Banca del Monte di Lombardia
- Native name: Banca del Monte di Lombardia
- Predecessor: Banca del Monte di Milano Banca del Monte di Pavia e Bergamo
- Founded: 1987 1992 (S.p.A. and Fondazione)
- Defunct: 1995 (S.p.A. only)
- Fate: merger
- Successor: Banca Regionale Europea
- Headquarters: Pavia, Italy
- Owner: Fondazione Banca del Monte di Lombardia

= Banca del Monte di Lombardia =

Banca del Monte di Lombardia was an Italian regional bank and a charity organization. Due to 1990s banking reform, a S.p.A. and Fondazione Banca del Monte di Lombardia were formed, which the former was merged with another bank in 1995.

==History==
The bank was formed in 1987 by the merger of Banca del Monte di Milano and Banca del Monte di Pavia e Bergamo.
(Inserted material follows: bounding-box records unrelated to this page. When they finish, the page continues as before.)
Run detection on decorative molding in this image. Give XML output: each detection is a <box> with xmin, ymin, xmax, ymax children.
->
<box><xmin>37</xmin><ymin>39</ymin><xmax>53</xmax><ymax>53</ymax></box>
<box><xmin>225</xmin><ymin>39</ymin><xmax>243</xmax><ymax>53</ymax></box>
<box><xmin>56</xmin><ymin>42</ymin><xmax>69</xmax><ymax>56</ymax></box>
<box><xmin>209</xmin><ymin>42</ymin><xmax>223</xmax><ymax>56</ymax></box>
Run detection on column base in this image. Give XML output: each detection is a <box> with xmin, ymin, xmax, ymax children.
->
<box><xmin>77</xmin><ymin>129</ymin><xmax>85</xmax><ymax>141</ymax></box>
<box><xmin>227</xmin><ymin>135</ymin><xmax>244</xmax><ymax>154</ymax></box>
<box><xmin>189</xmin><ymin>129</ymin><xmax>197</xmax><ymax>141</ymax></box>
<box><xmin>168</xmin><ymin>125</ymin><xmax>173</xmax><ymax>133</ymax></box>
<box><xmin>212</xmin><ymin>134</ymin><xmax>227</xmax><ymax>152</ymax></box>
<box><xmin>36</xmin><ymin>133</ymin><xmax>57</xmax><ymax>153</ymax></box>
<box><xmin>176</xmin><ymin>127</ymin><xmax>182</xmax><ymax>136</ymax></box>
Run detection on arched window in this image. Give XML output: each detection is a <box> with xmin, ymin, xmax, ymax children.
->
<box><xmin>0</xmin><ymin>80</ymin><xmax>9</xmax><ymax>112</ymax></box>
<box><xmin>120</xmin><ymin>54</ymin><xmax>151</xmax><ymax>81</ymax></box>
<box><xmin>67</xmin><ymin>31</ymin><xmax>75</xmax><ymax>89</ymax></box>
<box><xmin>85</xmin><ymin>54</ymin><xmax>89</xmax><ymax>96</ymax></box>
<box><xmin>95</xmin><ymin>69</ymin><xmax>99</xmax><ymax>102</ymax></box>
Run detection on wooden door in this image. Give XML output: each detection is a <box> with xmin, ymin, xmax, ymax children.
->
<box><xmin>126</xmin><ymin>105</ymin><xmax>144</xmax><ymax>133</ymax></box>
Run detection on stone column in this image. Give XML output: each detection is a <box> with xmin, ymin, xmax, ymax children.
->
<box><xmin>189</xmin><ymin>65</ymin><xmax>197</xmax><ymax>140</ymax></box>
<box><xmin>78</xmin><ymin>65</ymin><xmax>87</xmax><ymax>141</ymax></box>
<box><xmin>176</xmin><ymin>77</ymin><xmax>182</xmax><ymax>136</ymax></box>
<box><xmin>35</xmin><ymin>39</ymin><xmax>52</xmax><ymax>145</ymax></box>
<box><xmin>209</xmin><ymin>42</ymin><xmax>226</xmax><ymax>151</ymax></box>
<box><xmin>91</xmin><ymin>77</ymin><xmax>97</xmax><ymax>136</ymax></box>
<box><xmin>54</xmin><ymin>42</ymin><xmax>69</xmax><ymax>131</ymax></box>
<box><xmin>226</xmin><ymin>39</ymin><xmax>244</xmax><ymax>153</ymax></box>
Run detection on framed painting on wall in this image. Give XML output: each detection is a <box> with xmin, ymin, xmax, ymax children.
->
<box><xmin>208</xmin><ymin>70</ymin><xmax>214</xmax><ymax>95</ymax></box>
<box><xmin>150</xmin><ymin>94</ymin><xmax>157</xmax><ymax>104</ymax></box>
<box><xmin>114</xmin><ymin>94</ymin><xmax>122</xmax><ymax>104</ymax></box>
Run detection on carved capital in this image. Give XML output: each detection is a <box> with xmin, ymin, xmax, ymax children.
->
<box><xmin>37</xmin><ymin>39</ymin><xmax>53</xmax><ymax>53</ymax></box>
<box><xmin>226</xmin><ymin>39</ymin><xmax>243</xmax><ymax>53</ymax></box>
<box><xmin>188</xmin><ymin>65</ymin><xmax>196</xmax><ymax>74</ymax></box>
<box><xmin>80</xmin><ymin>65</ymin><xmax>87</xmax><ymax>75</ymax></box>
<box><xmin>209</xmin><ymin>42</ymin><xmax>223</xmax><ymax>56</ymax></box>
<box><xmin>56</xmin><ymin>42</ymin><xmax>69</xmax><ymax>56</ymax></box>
In 1995 the bank merged with Cassa di Risparmio di Cuneo to form Banca Regionale Europea, which later part of Banca Lombarda bank group (Banca Lombarda e Piemontese), the predecessor of UBI Banca.

==Bank Foundation==
The former owner of the bank, Fondazione Banca del Monte di Lombardia (the bank foundation), was found in 1992 due to Italian banking reform (Legge Amato). In 2000 the foundation sold part of their shares on Banca Regionale Europea, in exchange for the shares of Banca Lombarda e Piemontese. In 2010 the foundation acquired minority interests in Banca Popolare Commercio e Industria, and sold the shares on Banca Regionale Europea.